Environmental challenges were dismissed, disappointing those groups

The Federal Court of Appeals has ruled that six of 12 legal challenges to the Trans Mountain pipeline expansion can go ahead.

Wednesday’s ruling will allow groups to appeal the second phase of the expansion, which the federal government approved for the second time in June.

Concerns raised about the pipeline include inadequate environmental protections and some First Nations’ beliefs that Ottawa had predetermined the outcome before entering into discussion.

The federal government bought the Trans Mountain pipeline for $4.5 billion in 2018.

The appeals court said the challenges would proceed on a “highly expedited schedule.”

The First Nations that were granted leave to appeal are the Upper Nicola Band; the Tsleil-Waututh Nation; the Squamish Nation; the Coldwater Indian Band; Chief Ron Ignace and Chief Rosanne Casimir, on their own behalf and on behalf of all other members of the Stk’emlupsemc Te Secwepemc of the Secwepemc Nation; and Aitchelitz, Skowkale, Shxwhá:y Village, Soowahlie, Squiala First Nation, Tzeachten, Yakweakwioose.

The court said the approved challenges are limited to the “narrow issue of the adequacy of the Government of Canada’s further consultation with Indigenous peoples and First Nations between August 30, 2018 and June 18, 2019 and related issues.”

READ MORE: Canada’s bias meant improper consultations: First Nations challenging pipeline

The court said the decision to allow challenges based on First Nations consultations to proceed was made even after giving Ottawa “leeway” in its talks with the nations, as well as giving a high level of defence to the government’s right to approve the pipeline.

“Compliance with the duty to consult is not measured by a standard of perfection,” wrote Justice David Stratas in his reasons.

The appeals court first struck down Ottawa’s approval of the pipeline expansion in August, citing the National Energy Board’s failure to consider marine impacts and inadequate First Nations consultation.

The board re-approved the pipeline earlier this year, and the Trudeau government made the decision to proceed with the project on June 18.

In appeals that followed, First Nations said Canada again did not meaningfully consult with them.

Stratas wrote that the First Nations considered the further consultations rushed and as “window-dressing, box-ticking and nice-sounding words, not the hard work of taking on board their concerns, exploring possible solutions, and collaborating to get to a better place.”

He said the environmental challenges were denied because they were either the same as ones made in last August’s appeal, or ones that could and should have been made at that time.
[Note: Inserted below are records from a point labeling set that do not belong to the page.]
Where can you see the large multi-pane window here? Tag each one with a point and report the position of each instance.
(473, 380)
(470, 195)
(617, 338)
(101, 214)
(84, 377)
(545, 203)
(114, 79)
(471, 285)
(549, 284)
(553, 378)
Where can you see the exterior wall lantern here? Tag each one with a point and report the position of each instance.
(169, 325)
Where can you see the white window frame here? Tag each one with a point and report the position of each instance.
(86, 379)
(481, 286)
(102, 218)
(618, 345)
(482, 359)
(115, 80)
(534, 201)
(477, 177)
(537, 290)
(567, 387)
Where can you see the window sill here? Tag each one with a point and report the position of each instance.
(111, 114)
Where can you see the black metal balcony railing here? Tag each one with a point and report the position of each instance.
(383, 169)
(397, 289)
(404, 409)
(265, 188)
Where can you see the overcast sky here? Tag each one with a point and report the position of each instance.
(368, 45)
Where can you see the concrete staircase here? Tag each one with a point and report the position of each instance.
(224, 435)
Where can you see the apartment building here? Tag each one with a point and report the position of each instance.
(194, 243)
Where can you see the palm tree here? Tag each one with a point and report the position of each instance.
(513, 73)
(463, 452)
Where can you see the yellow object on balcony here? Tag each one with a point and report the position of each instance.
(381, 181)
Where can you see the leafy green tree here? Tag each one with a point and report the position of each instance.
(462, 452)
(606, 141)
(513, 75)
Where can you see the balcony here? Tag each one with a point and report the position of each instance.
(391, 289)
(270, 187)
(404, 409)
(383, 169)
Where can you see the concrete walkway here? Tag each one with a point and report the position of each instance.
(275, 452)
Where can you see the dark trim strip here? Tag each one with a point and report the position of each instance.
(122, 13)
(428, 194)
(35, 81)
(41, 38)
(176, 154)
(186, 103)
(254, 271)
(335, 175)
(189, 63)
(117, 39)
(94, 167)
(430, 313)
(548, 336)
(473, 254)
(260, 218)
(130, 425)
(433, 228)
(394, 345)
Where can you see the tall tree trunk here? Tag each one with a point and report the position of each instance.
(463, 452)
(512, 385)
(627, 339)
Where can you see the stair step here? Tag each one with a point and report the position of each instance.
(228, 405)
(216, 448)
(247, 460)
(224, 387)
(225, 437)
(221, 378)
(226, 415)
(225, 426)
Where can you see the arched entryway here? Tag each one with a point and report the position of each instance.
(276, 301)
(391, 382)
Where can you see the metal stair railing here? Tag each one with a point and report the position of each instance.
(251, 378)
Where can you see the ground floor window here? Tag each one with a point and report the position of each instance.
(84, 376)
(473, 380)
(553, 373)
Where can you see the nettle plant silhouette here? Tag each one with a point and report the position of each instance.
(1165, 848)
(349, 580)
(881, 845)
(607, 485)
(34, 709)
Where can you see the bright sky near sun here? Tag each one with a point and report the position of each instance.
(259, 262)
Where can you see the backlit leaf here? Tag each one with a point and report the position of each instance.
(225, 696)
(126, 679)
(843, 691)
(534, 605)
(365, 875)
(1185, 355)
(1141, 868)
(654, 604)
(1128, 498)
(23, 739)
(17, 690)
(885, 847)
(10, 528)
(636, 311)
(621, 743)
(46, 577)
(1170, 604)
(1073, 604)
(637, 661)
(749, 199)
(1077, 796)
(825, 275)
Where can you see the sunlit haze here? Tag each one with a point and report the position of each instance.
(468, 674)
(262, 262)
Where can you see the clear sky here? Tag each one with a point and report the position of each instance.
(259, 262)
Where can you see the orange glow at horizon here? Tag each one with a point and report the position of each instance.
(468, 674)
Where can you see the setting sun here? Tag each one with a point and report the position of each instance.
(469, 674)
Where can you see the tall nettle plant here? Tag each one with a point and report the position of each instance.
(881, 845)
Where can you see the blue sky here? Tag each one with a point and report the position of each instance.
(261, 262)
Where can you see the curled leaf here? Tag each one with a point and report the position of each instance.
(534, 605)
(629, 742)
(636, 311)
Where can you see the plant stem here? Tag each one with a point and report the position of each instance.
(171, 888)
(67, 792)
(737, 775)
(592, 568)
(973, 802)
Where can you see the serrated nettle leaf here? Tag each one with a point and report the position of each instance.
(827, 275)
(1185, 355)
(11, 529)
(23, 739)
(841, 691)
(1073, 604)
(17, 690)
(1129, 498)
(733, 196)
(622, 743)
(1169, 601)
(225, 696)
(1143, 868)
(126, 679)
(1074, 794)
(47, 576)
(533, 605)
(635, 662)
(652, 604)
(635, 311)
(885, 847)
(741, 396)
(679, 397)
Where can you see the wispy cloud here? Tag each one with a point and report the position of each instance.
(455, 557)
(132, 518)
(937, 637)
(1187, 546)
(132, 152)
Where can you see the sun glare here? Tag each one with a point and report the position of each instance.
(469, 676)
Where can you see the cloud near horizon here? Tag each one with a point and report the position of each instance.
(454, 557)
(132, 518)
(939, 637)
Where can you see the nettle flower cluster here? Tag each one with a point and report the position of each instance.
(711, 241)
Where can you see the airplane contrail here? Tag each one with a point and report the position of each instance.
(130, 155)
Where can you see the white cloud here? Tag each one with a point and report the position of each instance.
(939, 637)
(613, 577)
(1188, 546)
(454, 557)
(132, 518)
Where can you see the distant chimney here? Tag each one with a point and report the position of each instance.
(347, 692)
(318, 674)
The court does not rehear old arguments.

Environmental concerns about the impact of increased marine traffic were dismissed because the National Energy Board’s “comprehensive, detail-laden, 678-page report” was found to have satisfied that requirement.

Environmental groups said they were disappointed with the decision.

“We remain committed to protecting the southern resident killer whales, fighting climate change, and holding Cabinet to account, and we will review our legal option in the coming weeks,” a statement from Ecojustice, Raincoast Conservation Foundation and Living Oceans Society said. “Given the urgency of this situation, we will not rule out taking our fight to the Supreme Court of Canada.”

The six parties granted leave to appeal must file notices of application for judicial review within seven days.